SAN FRANCISCO – Facebook said Thursday that it had repaired a technical failure that led to long-term operational failures on its various features, including Instagram, WhatsApp and Messenger.
The interruption lasts almost 24 hours on some of the services and was the longest in Facebook's latest story. It was an eye-opening reminder that even the most powerful internet companies, using the best computer science and technology, can still be degraded by human error.
"All the major online companies have several lines of defense, but sometimes an encoding error made by an engineer can recover on thousands of computers and cause big mistakes," said Alex Stamos, a former chief security officer on Facebook and a lecturer at Stanford University. In other words, restarting something as complex as Facebook is very, very hard. "
The little mistake had major consequences . Instagram users could not see other profiles, WhatsApp users could not send messages, and news streams across Facebook's main app ran out. [1 9659002] Downdetector, similar to itself in a weather forecast for the internet, said it had received 7.5 million problem reports on Facebook apps. By comparison, widespread problems on YouTube in October challenged only 2.7 million reports. Downdetector partly measures service interruptions by counting reports from users who have problems.
"Never before have we seen such a big outbreak," said Tom Sanders, co-founder of the Downdetector.
Early Thursday, Facebook was able to pull most of their systems back online. The company is still trying to figure out how that error reverberated throughout the network. Facebook officials stressed that the problem had not been caused by hacking or a cyber-assault as a so-called "denial-of-service" attack, which would turn servers with a wave of traffic that led them to stop working.
For many years, Facebook has recruited engineers on the idea that within a few weeks they can release the data code that affects billions of people.
"I still get a great deal of fulfillment from seeing that my work has a meaningful impact on so many people's lives," a testimony from An employee says on Facebook's "career" recruitment site.
But it also means that an individual's error can have widespread consequences, especially since Facebook is working on a recently detailed plan to consolidate the infrastructure of its "family of apps". "The more tightly a computer network becomes, the more likely a small technical problem can grow into a large one.
Facebook, like other internet giants, relies on Never disconnected. That predictability has helped it to become one of The Most Influential – and Criticized – Companies in the World An estimated two billion plus people use one or more services each day.
As people become more addicted to Facebook's services, to chat with family and friends as well as work , they have higher expectations of performance, Mr. Sanders said.
"The downtime tolerance is diminishing, and people are constantly expecting services to work flawlessly 365 days a year," he said.
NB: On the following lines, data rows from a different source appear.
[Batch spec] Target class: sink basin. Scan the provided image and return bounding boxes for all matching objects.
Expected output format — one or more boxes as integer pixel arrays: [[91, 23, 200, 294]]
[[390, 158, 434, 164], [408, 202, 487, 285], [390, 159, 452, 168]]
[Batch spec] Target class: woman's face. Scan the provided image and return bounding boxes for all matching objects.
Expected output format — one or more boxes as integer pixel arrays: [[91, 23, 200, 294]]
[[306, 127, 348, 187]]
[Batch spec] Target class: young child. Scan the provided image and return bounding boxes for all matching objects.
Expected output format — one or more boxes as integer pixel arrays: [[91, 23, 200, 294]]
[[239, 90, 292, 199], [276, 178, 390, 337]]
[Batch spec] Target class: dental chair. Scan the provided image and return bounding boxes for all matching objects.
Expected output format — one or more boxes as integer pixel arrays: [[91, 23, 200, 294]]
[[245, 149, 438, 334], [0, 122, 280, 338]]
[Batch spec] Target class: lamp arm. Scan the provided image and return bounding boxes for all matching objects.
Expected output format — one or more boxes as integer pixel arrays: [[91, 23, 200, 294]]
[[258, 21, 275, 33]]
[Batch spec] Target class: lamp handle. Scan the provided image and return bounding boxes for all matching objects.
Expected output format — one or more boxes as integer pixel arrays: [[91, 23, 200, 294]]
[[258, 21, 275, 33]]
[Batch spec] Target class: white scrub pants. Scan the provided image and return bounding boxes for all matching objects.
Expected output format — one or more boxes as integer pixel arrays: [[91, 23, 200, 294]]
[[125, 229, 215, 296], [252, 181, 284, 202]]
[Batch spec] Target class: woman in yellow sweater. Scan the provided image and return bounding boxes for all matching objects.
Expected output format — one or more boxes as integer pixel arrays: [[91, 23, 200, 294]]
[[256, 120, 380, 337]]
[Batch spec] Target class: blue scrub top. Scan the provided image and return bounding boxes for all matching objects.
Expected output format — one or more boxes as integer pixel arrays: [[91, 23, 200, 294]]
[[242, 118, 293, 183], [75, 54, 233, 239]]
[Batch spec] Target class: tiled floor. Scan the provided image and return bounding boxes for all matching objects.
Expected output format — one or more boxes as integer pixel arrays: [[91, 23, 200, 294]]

Although the incident was an irritation to many users, had more pressing consequences for businesses, such as advertising, which rely on Facebook's network to generate revenue.
Kieley Taylor, global social manager at the advertising agency GroupM, said that the company h ennes had not been able to access Facebook's system, which entails new advertising campaigns were delayed.
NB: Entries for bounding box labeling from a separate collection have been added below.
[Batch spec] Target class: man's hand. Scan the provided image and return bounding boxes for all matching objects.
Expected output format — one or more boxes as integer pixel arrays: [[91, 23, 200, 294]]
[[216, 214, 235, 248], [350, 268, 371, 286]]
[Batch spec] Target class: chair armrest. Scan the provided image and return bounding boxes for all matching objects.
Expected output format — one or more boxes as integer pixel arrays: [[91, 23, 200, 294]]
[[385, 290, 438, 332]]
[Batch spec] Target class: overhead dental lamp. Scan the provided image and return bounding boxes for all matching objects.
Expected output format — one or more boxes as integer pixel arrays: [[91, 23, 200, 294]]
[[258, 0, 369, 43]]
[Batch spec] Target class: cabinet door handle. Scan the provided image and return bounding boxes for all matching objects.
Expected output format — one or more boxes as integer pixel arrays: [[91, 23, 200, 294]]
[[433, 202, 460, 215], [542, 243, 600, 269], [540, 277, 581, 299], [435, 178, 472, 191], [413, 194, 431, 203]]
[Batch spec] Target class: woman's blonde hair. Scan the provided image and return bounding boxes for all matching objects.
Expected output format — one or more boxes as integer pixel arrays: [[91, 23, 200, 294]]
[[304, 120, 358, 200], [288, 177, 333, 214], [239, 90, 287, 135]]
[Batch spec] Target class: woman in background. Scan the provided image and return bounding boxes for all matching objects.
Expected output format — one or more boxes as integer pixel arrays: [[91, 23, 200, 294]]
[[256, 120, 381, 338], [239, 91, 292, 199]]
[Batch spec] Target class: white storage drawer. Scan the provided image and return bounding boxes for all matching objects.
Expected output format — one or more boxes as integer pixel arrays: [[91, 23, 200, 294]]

"It's never a good day for a mistake," she said. "Fortunately, it was relatively short, but it was completely out."
Her company continued to try to determine how many ad campaigns it had hit. Ms. Taylor said that because Facebook's advertising system worked on a pay-as-you-go basis, GroupM would not need to seek Facebook refunds for non-delivered ad campaigns.
GroupM derived advertising to Google search, YouTube and other websites, but said Facebook had a unique reach given its size.
"Because of all the people on the platform, it continues to be a truly powerful digital marketing platform," said Ms Taylor.